Alegan razones convincentes para la intervención en Asia, aunque si seguimos el orden cronológico, deberíamos actuar primero en Nueva Orleáns, ya que los gringos no tuvieron ni tienen intención de brindar asistencia a las decenas de miles de damnificados, que ocasionó su supino desprecio por la vida de los demás, seguramente se dijeron: ¡total la mayoría eran negros! Al parecer no entra en sus planes el recuperar la ciudad, a la que un año antes de la catástrofe, habían rechazado destinar más recursos económicos, en mejorar sus defensas contra las inundaciones, ya que estaban dedicados en cuerpo y alma a dar muerte indiscriminada a desarrapados iraquíes. Por cierto que en una muestra más de su democrático proceder, cuando llegaron sus tardías ayudas, se dedicaron a trasladar –como cabía esperar- a los ciudadanos que pudieron pagar su socorro, los sin medios tuvieron que aguantar el chaparrón y dejarse morir.
Con la disculpa de haber sido asaltados algunos supermercados –los supervivientes querían comer- los siempre considerados policías yankis, se dedicaron a disparar a mansalva sobre los presuntos alborotadores, ayudando así a la naturaleza a incrementar el número de decesos. Mientras se elevaban las voces doloridas de la negritud, el presidente gringo seguía muy ocupado rascándose la barriga de vacaciones. A fuer de sinceros tampoco les habría reportado grandes beneficios a los pobres damnificados, el tener al arbusto al pie del cañón, o que siguiese –como siguió- de vacances.
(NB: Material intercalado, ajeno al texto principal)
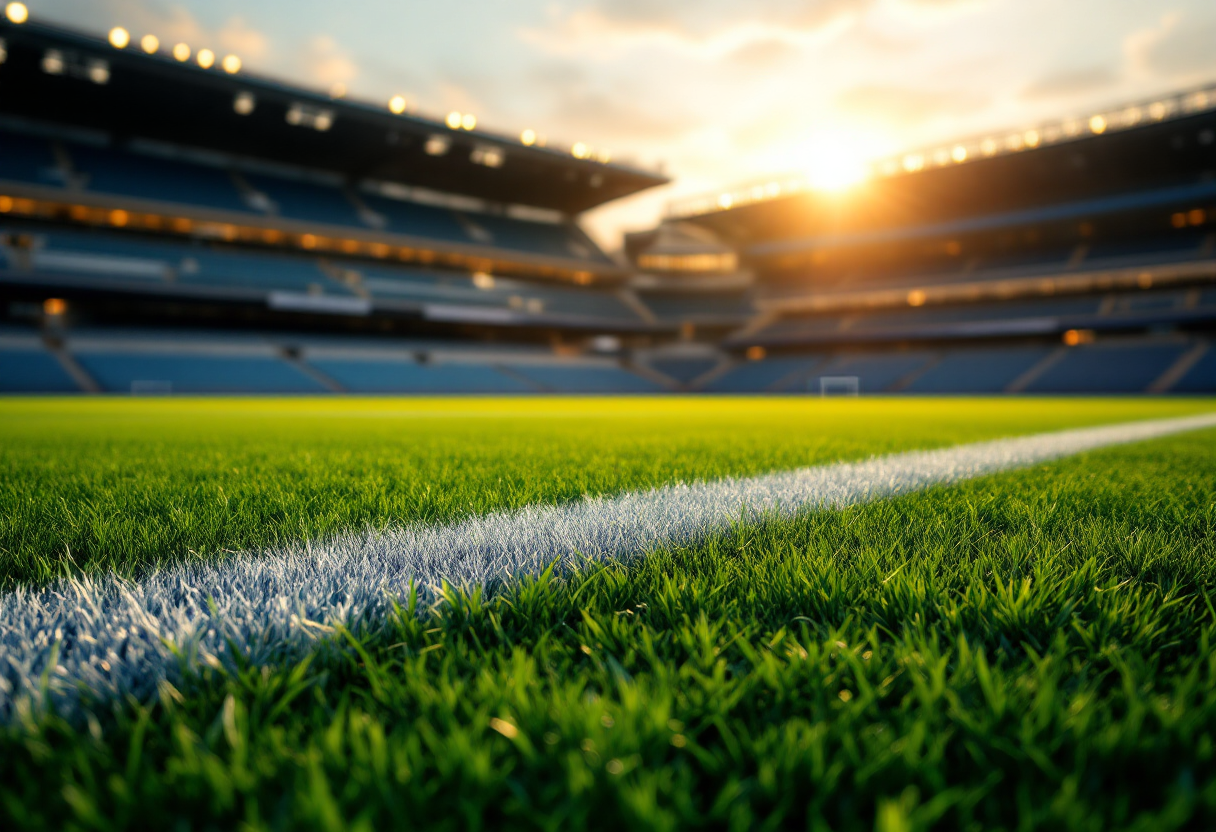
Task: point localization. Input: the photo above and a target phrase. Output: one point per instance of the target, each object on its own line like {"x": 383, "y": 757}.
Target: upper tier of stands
{"x": 185, "y": 185}
{"x": 150, "y": 265}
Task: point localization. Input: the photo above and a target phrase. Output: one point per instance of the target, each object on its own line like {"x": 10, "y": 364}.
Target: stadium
{"x": 349, "y": 482}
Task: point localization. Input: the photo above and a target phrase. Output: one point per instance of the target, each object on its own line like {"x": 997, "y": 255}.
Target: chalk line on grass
{"x": 110, "y": 636}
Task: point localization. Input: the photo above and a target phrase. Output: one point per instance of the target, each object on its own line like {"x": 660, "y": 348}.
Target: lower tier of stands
{"x": 141, "y": 363}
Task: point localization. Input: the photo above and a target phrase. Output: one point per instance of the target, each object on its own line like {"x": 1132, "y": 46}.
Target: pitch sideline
{"x": 114, "y": 636}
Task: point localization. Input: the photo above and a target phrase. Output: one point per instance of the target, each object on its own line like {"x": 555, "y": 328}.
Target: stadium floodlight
{"x": 52, "y": 62}
{"x": 488, "y": 155}
{"x": 97, "y": 72}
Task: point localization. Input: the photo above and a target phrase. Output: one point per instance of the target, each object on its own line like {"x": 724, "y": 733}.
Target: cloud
{"x": 902, "y": 106}
{"x": 1070, "y": 82}
{"x": 1178, "y": 45}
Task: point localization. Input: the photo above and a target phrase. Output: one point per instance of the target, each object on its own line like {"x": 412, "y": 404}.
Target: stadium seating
{"x": 164, "y": 180}
{"x": 978, "y": 371}
{"x": 27, "y": 367}
{"x": 305, "y": 201}
{"x": 1126, "y": 367}
{"x": 595, "y": 378}
{"x": 699, "y": 307}
{"x": 165, "y": 367}
{"x": 28, "y": 159}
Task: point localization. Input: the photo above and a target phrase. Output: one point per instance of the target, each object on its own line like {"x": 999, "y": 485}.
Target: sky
{"x": 716, "y": 93}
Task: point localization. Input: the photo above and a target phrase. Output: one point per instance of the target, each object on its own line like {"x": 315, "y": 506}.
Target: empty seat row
{"x": 32, "y": 159}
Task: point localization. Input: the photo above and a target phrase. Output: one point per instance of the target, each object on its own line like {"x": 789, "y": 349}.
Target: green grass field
{"x": 1032, "y": 650}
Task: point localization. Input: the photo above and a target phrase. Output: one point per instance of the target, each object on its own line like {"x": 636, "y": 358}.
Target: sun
{"x": 836, "y": 162}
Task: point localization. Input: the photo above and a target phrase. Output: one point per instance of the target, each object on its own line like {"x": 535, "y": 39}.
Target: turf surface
{"x": 1031, "y": 650}
{"x": 120, "y": 484}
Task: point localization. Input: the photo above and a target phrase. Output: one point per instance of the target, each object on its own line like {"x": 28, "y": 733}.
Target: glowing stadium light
{"x": 97, "y": 72}
{"x": 488, "y": 155}
{"x": 243, "y": 104}
{"x": 52, "y": 62}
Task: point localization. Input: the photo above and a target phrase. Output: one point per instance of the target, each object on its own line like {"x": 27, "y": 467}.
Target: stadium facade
{"x": 173, "y": 226}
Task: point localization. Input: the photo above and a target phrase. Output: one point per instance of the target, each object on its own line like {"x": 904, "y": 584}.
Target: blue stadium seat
{"x": 404, "y": 376}
{"x": 1202, "y": 377}
{"x": 150, "y": 178}
{"x": 1108, "y": 369}
{"x": 586, "y": 378}
{"x": 125, "y": 372}
{"x": 28, "y": 159}
{"x": 979, "y": 371}
{"x": 760, "y": 376}
{"x": 417, "y": 219}
{"x": 32, "y": 370}
{"x": 307, "y": 201}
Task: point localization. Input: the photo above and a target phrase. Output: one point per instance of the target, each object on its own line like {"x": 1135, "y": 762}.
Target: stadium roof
{"x": 60, "y": 76}
{"x": 1153, "y": 141}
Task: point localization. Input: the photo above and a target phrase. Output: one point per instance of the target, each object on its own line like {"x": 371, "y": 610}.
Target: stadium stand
{"x": 167, "y": 229}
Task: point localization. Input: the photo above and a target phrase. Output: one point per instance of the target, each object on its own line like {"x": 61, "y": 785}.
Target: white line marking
{"x": 113, "y": 636}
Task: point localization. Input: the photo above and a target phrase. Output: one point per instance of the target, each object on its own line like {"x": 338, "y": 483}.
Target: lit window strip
{"x": 996, "y": 144}
{"x": 120, "y": 218}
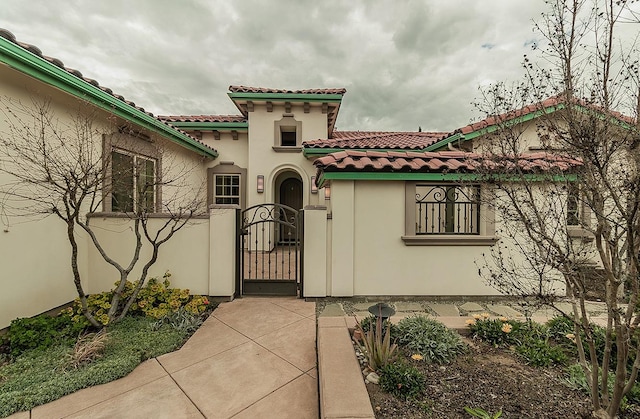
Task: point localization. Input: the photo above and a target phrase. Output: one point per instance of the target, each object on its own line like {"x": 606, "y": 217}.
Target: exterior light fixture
{"x": 260, "y": 184}
{"x": 382, "y": 311}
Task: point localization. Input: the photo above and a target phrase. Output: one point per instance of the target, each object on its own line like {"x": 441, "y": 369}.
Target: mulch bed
{"x": 492, "y": 379}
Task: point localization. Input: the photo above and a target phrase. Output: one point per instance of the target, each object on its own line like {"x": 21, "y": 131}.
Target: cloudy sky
{"x": 404, "y": 63}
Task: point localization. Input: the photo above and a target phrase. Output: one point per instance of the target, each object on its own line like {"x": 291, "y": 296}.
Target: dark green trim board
{"x": 518, "y": 120}
{"x": 213, "y": 126}
{"x": 414, "y": 176}
{"x": 42, "y": 70}
{"x": 283, "y": 97}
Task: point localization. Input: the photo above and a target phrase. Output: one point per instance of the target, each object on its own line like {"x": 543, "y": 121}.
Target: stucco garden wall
{"x": 366, "y": 255}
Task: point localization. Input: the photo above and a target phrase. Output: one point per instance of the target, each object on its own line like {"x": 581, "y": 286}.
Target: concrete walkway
{"x": 252, "y": 358}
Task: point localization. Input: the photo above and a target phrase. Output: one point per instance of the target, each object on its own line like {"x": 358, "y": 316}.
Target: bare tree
{"x": 571, "y": 221}
{"x": 63, "y": 165}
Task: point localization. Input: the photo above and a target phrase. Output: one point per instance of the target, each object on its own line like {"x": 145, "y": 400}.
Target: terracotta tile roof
{"x": 443, "y": 161}
{"x": 377, "y": 140}
{"x": 203, "y": 118}
{"x": 248, "y": 89}
{"x": 35, "y": 50}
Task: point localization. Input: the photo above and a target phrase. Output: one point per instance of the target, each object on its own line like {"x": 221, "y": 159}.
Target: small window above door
{"x": 288, "y": 134}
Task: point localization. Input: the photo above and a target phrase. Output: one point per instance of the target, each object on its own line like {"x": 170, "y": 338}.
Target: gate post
{"x": 222, "y": 258}
{"x": 315, "y": 251}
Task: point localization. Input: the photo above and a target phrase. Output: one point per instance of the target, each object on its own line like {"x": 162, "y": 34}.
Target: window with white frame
{"x": 574, "y": 213}
{"x": 227, "y": 189}
{"x": 133, "y": 182}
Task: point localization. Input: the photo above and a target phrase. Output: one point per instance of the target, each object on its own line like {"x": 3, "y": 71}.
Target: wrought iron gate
{"x": 269, "y": 253}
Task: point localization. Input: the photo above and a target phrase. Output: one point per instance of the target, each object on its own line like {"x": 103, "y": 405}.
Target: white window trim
{"x": 136, "y": 159}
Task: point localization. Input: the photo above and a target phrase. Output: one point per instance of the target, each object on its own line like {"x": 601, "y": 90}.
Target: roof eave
{"x": 30, "y": 64}
{"x": 211, "y": 126}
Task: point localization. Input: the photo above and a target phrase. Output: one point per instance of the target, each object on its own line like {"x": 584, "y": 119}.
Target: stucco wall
{"x": 35, "y": 253}
{"x": 384, "y": 265}
{"x": 186, "y": 255}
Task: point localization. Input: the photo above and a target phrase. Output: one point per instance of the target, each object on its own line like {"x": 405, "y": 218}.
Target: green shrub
{"x": 156, "y": 299}
{"x": 41, "y": 332}
{"x": 38, "y": 377}
{"x": 429, "y": 338}
{"x": 376, "y": 345}
{"x": 181, "y": 320}
{"x": 402, "y": 380}
{"x": 498, "y": 332}
{"x": 539, "y": 353}
{"x": 367, "y": 322}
Dicen que esta impresentable junta militar rechazó la ayuda internacional, cuando más necesaria se hacía. Calcadito al comportamiento tenido por los usanos en su día, cuando rechazaron de plano la primer ayuda internacional, que casualmente procedía de una cercana islita pobre y perdida en el Caribe ¡Aunque digna y solidaria como ninguna! A posteriori fue digno de alabanzas el empleo de los dineros destinados a la ayuda: Un funcionario cambió de sexo, otro lo empleó en pagar un abogado para el divorciarse, un tercero compró videos pornográficos, un cuarto se fue de vacaciones al Caribe, un quinto compró joyas y entradas para el fútbol americano, un sexto aprovechó para conocer Hawai, etc. etc. Conclusión: son almas gemelas. Tanto monta, monta tanto, la dictadura de Myanmar, como la democracia de Gringolandia.